OSNews
- Website type: Online newspaper
- Available in: English
- Editors: Thom Holwerda (managing editor), David Adams (contributor)
- Website: www.osnews.com
- Registration: Optional
- Launched: 1997; 29 years ago
- Current status: Active

= OSNews =

Online newspaper focused on computing and operating systems

OSnews as of 2012

OSNews is a computing online newspaper. It originally focused on operating systems and their related technologies that launched in 1997, but is now aggregating consumer electronics news. The content is managed by a group of editors and the owner. As of 2014, its managing editor is Thom Holwerda, who joined in 2005.

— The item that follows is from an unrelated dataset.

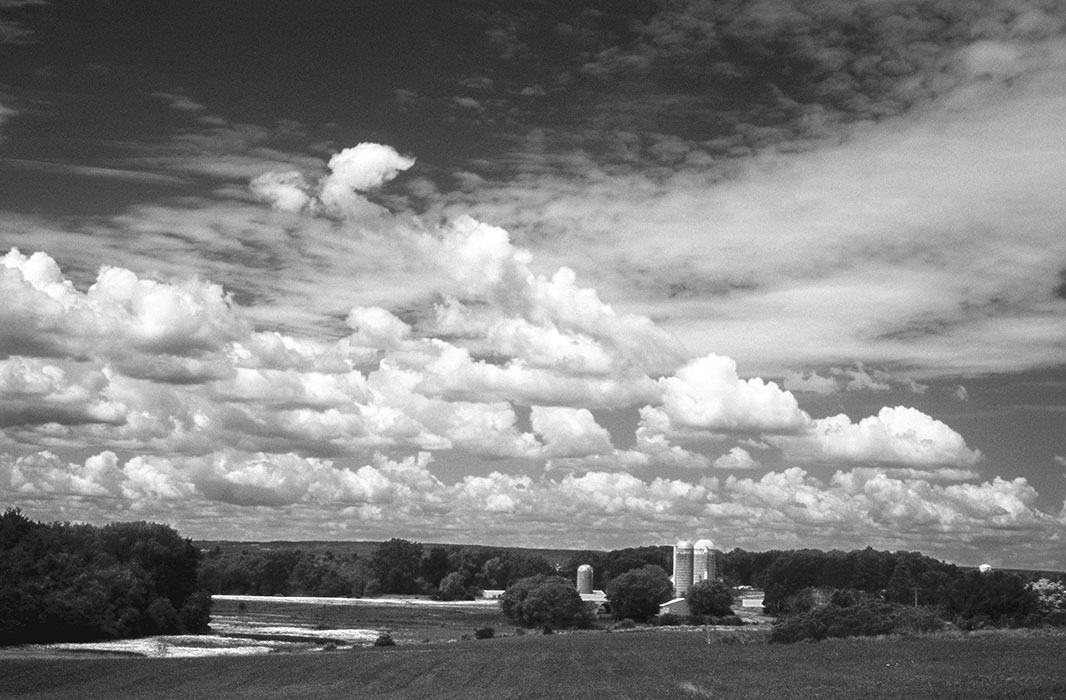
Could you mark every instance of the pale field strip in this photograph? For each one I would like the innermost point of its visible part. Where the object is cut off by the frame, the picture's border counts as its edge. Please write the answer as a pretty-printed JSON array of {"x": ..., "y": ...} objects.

OSnews has been referenced by TIME, Ars Technica, Wired, Computerworld, LifeHacker, Linux.com, OMG! Ubuntu! and lwn.net. Wired described OSnews as "an alternative operating system Web magazine", and in 2011 Holwerda noted that "while the alternative operating systems scene might no longer be the prime focus of OSNews due to a lack of activity in that field, it's still where our heart lies."

==Staff==
- Thom Holwerda is managing editor.
- David Adams is a publisher and regular contributor.
- Eugenia Loli-Queru, the former editor-in-chief of OSNews, resigned in June 2005. Version 2 of OSNews was written by Eugenia in August 2001 when she resurrected the site after long periods of inactivity. She took on a more passive role in recent years as senior editor. She started the original GnomeFiles.org (GTK+ software repository).
- Adam Scheinberg is the webmaster. He wrote version 3 of the site in 2005, which added user registration, and version 4, a complete rewrite of the codebase. In late 2018, he led the conversion to WordPress.
- Jon Jensen is the systems administrator, dealing with site availability and DNS.

==Function==
Besides its main site, OSNews previously detected hundreds of mobile browsers and handsets and redirected them to a specially formatted cHTML version of the website at mobile.osnews.com. Eugenia Loli-Queru, the author of this script, open sourced it in 2008.

The editors contribute original articles and manage the submissions of news bits, articles, editorial comments and reviews that are submitted by readers. OSNews serves daily 275,000 page views on average (as of October 2005).

Like other technology news sites such as Slashdot, it has a free user/subscription model, and allows viewers to add commentary to articles. In 2005, OSNews published version 3 of its website, which includes an all-new commenting engine. Instead of reporting comments to moderators, this system now relies on votes. Readers can vote comments up or down, and readers can set a score threshold, which can eliminate the down-voted comments from view.

In late 2007, version 4 was launched, which completely overhauled the backend of the website, and was followed by version 4.1 which added a brand new theme and look to the website.

On February 12, 2007, managing editor Thom Holwerda published the 1.0 version of the OSNews Style Guide. This style guide is licensed under a Creative Commons license so that other websites and publications can use and adapt the guide to their liking. OSNews is one of the few sites of its kind with such a style guide.

In January 2008, Thom Holwerda launched Focus Shift, a webcomic based on the various news items OSNews carries. Focus Shift was updated tri-weekly, until it was discontinued in mid-2008.